Hi Community,
i have started to work with kafka for several month now. Have learned how to create a Spring Boot Kafka Stream Application. Recently i have added a Global State Store to my Application.
Now that i know how to implement a Kafka Stream and a Global State Store, i would like to understand their dependencies on each other.
For example lets say i have an application with a stream and a global state store.
The Stream source from topic A with around 10mio records, it transforms data and writes the transformed data into topic B.
The Global State Store sources from topic B.
Case one(fresh deploy):
When the application starts for the first time, the stream will process all the data from topic B and the global state store will be build up instantly
→ the app is up and running right away while the stream still processing the data
When does the state store gets filled up? Whenever a new record has been written in topic B it also gets directly stored into the state store?
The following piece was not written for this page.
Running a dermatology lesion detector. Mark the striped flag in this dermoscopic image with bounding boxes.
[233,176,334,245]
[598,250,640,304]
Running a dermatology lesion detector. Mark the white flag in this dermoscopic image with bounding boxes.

Case two (redeploy with different application-id)
When the application starts it is NOT up and running right away because:
the stream is reprocessing all data from topic A while the state store is getting restored. How long the state store needs to get restored depends on the amount of the data it has been build up before.
How is the process of restoring the global state store? Where does the data come from? What about the data from topic B where it sources from?
When does the store sources from topic B? When the store has been fully restored or while it is being restored?
Thank you for your time to help.
Best regards
Kafkanaut